Open Voax001 opened 7 years ago
Any chance you can share your prototxt files and so that I can try to reproduce this issue? Or better can you see if you get the same issue with the mnist example?
Thanks for looking into this issue!
Here are my .prototxts for the deployed network: With bias: deploy_bias.prototxt.txt Without bias: deploy_no_bias.prototxt.txt
As you can see it's a small network consisting only of conv2d's and relu's which performs image filtering. This network uses an InputLayer as data source: I write data directly to the mutable_gpu_data of the input layer and also retrieve the result on the gpu for visualization. This means the cpu does very little which emphasises the issue, but it should still be noticeable with a regular image source.
I'll try to get the mnist sample up and running and do some profiling. I suspect it still wastes cycles in caffe_set but these will be hidden by the sample doing other cpu work as well?
Are you running in Debug mode by any chance?
If you are using VS profiling tools I am not surprised that the caffe_set method takes most of the time since most of your computations are carried on the GPU.

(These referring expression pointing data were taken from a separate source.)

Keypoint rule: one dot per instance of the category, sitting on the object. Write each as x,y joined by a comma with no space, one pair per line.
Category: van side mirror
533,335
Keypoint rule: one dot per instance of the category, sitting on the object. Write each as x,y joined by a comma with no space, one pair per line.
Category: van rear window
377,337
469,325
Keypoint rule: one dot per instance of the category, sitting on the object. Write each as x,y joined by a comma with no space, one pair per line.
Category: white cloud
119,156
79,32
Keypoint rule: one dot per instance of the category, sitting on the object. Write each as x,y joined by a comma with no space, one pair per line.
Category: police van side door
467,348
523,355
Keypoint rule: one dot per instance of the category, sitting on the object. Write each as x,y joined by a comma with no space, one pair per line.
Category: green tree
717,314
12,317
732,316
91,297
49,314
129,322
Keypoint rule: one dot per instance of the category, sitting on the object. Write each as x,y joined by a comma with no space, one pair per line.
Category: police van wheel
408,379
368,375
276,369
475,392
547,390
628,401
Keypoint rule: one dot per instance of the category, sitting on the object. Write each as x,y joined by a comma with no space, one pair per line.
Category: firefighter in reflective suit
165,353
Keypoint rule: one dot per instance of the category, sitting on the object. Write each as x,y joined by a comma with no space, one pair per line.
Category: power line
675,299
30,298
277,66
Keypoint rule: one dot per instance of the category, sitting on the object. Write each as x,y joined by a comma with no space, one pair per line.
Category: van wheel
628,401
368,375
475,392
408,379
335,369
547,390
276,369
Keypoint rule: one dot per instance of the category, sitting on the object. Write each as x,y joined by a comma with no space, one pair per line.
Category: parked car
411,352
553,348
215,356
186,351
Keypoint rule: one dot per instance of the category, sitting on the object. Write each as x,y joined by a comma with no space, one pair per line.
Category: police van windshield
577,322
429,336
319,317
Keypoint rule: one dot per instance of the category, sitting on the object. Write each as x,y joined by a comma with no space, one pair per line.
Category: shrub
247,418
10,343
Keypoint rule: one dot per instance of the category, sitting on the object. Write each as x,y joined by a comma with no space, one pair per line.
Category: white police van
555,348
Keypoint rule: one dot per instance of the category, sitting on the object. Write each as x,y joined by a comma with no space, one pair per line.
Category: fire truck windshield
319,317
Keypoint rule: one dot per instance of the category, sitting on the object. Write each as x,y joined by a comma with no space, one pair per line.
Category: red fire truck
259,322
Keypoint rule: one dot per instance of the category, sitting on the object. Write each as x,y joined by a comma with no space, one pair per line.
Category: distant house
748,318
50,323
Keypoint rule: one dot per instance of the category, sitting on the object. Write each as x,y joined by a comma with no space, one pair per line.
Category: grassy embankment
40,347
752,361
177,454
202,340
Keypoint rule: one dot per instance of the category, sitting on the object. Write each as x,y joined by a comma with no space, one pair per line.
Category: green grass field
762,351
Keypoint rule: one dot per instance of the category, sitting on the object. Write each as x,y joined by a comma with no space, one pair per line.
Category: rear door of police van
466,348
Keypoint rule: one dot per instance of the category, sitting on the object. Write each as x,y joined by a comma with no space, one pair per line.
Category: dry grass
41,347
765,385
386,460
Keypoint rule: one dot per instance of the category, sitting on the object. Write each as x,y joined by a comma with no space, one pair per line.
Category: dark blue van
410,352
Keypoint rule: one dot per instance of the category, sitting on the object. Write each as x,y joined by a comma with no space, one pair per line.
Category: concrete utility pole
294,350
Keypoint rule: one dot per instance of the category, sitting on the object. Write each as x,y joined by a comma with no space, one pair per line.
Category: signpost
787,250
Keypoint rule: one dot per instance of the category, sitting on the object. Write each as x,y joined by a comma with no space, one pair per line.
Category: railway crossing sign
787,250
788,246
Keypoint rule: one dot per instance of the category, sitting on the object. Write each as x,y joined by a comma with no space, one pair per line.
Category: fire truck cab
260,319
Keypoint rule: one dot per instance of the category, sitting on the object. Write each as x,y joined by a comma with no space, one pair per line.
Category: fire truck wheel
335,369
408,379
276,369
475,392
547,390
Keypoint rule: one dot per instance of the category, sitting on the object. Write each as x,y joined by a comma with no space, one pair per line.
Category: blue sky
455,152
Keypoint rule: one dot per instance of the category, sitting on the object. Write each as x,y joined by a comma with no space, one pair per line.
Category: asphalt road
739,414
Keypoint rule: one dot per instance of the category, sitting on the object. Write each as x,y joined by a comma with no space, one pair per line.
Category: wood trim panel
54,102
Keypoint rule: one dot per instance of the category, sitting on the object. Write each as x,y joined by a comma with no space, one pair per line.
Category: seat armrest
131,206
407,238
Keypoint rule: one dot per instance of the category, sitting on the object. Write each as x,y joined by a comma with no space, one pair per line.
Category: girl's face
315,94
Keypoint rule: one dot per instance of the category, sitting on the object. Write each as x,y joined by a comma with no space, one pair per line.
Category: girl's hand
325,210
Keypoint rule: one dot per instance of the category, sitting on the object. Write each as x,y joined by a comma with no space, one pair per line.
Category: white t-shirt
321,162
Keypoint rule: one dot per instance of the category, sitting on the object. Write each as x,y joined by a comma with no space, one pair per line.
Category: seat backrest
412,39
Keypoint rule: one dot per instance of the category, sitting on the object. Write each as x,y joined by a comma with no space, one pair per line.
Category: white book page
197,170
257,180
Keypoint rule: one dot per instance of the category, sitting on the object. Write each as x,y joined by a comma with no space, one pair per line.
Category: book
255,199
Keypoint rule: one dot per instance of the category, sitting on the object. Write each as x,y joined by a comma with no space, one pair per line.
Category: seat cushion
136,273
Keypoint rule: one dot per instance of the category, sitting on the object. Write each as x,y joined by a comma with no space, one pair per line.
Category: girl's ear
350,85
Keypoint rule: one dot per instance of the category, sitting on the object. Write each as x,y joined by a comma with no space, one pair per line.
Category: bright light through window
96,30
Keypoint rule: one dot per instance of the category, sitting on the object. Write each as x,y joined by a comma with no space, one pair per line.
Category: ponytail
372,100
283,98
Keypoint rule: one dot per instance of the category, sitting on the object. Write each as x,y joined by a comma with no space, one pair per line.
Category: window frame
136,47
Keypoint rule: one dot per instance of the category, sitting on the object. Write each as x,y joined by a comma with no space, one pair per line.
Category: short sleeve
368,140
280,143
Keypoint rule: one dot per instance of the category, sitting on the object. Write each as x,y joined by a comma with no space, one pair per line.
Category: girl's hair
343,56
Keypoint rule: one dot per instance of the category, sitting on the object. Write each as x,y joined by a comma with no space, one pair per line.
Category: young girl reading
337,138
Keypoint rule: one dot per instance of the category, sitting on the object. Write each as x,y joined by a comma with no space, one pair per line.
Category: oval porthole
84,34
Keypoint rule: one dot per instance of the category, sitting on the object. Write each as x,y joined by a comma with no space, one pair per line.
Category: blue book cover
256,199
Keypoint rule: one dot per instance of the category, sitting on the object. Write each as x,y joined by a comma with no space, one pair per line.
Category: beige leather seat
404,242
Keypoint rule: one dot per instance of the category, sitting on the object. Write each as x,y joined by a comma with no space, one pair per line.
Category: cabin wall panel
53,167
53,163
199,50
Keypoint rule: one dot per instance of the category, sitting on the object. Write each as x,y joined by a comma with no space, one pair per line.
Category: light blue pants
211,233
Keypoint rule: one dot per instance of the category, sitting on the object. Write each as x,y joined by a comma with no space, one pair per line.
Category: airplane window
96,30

If I disable the bias_term of my convolutional layers my network trains in 75% of the time and the Forward() method in my deployed network only takes 5% of the time it takes with bias_term. Surely this is not working as intended?
How do you time your training execution time?
For the deployed network I was running in Debug mode and using VS's profiling tools, yes. You're right that most of the work happens on the GPU, but that caffe_set method is still taking 23% of all cpu cycles (the program also does a bunch of rendering and video decoding etc) and appears to be an avoidable bottleneck. It's filling the bias array on the CPU, so presumably it also copies this array to the GPU which will severely impact bus bandwidth, since it does it for each Forward() call.
I'll try to compare the two networks on a release build asap.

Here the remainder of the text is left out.